Thanks for the wonderful service you provide your readers. A friend chastised me once for spending so much time reading film reviews, questioning why I needed someone else to tell me whether or not a film was good or not. I think I understood his point. Given the disparities in taste found among film reviewers it is certainly possible that a film I regard as dreck might be considered a masterpiece by the consensus of critics (especially in cases where a film is artfully made but contains a deplorable moral message).
I answered him that the key is not to read all the critics, but to discover for one’s self a few select critics with whom you are in consistent agreement. I first suspected you fell into this category after reading your knowing review of A Man for all Seasons, a perennial place-holder in my top 20 film list. When you discover such a critic(s) then he or she becomes like a second self, working their way through all the cinematic chaff to bring you like gifts the best the medium has to offer.
Now for my question: Can you recommend any books dealing with Christianity and film? My spouse and I facilitate a book discussion group at our Lutheran church and are interested in a book dealing with the interface between faith and film. Ideally we would like a book that discusses in detail some specific films which we could then buy or rent while ploughing through the reading.
If your friend’s question were put to me, I would say that what I need film reviews for is not to tell me whether or not a movie is good, or even whether or not the critic liked it. As useful a service as that might be from a reliable source with opinions convergent with my own, it doesn’t require a whole review; a rating would suffice.
Yet I love reading reviews, even of movies I have no interest in seeing, or movies that I have already seen. It’s not just a question of recommendations or unrecommendations. In reading good review review, I feel that I have in a sense not only seen the film already (or again), but seen it through someone else’s eyes.
In that sense, a good review offers me exactly what C. S. Lewis in An Experiment in Criticism suggests that good art offers all of us: an enlargement of my being, an opportunity to enter experiences and ways of seeing other than my own. Just as Lewis says of Ovid and Dante, one need not agree with Roger Ebert, Stephanie Zacharek or Lawrence Toppman in order to appreciate and benefit from their well-expressed insights and interpretations.

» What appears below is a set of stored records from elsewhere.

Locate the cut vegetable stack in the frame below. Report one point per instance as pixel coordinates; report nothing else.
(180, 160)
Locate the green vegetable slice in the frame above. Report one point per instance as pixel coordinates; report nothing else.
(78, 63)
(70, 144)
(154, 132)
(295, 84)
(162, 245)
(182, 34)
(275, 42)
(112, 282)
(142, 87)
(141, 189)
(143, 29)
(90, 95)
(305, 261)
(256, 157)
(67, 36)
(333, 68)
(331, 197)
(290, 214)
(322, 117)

Often enough a good review of a good film enlarges my appreciation of that film, while a good review of a poor film sharpens my skepticism or disdain of that film. Even if I don’t ultimately agree with the critic on the film, a good review may help me to appreciate another point of view, or at least prod and spur me to sharpen my own dissenting POV, so that in the end I have a clearer and more satisfying understanding of my own reasons for thinking as I do about the film.

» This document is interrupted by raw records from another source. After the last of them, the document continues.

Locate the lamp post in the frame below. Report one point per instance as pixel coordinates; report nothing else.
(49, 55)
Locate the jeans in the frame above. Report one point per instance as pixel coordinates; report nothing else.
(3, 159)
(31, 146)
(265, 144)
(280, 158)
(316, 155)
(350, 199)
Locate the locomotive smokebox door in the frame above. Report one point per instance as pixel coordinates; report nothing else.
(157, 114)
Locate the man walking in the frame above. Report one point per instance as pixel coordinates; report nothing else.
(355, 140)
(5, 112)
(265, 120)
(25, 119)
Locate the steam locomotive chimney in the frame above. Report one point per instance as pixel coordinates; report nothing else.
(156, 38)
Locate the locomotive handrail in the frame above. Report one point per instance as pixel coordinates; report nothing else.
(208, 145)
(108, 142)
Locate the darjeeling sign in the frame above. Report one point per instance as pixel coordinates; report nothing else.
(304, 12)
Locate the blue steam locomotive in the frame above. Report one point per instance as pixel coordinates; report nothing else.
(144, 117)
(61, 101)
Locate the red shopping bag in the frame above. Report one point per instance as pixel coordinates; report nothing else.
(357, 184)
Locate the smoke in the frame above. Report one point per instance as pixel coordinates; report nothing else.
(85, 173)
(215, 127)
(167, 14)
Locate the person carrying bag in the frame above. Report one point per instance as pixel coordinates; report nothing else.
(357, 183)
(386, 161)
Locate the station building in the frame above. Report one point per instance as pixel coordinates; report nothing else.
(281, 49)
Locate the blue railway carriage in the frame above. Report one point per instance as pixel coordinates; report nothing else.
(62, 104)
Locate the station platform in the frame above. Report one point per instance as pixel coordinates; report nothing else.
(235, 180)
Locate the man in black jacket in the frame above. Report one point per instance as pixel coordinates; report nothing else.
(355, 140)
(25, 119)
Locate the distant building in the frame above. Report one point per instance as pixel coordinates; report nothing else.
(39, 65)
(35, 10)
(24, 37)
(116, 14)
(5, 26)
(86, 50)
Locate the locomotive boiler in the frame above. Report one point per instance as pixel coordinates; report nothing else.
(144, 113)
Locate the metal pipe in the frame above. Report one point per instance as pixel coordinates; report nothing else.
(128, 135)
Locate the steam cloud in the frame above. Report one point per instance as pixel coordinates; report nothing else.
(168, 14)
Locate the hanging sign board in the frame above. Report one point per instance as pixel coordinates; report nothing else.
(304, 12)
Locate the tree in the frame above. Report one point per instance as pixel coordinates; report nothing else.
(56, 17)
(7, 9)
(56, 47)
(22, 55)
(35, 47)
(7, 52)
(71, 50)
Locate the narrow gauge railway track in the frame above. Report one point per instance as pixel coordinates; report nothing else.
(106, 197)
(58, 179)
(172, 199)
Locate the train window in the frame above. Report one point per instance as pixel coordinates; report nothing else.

Even better, a good review may sufficiently enlarge my perspective on films generally, or on art generally, so that the way I approach all films and/or all art has been somehow enlarged. That’s something that the actual film being reviewed might not ever have done for me.
To segue into answering your question, this is very much the sort of experience offered by my friend and fellow critic Jeff Overstreet in his recent book Through a Screen Darkly: Looking Closer at Beauty, Truth and Evil in the Movies. Jeff doesn’t just tell you whether or not he liked a movie. He offers you a seat next to him as the movie unfolds and he points out and reflects on the things that thrill, fascinate or trouble him. It’s an invitation not only to look more closely, but to ponder more deeply and appreciate more fully.
There are other books out there, such as Robert K. Johnston’s Reel Spirituality: Theology and Film in Dialogue and Brian Godawa’s Hollywood Worldviews: Watching Films With Wisdom & Discernment, but Through a Screen Darkly is the one I’d, um, recommend.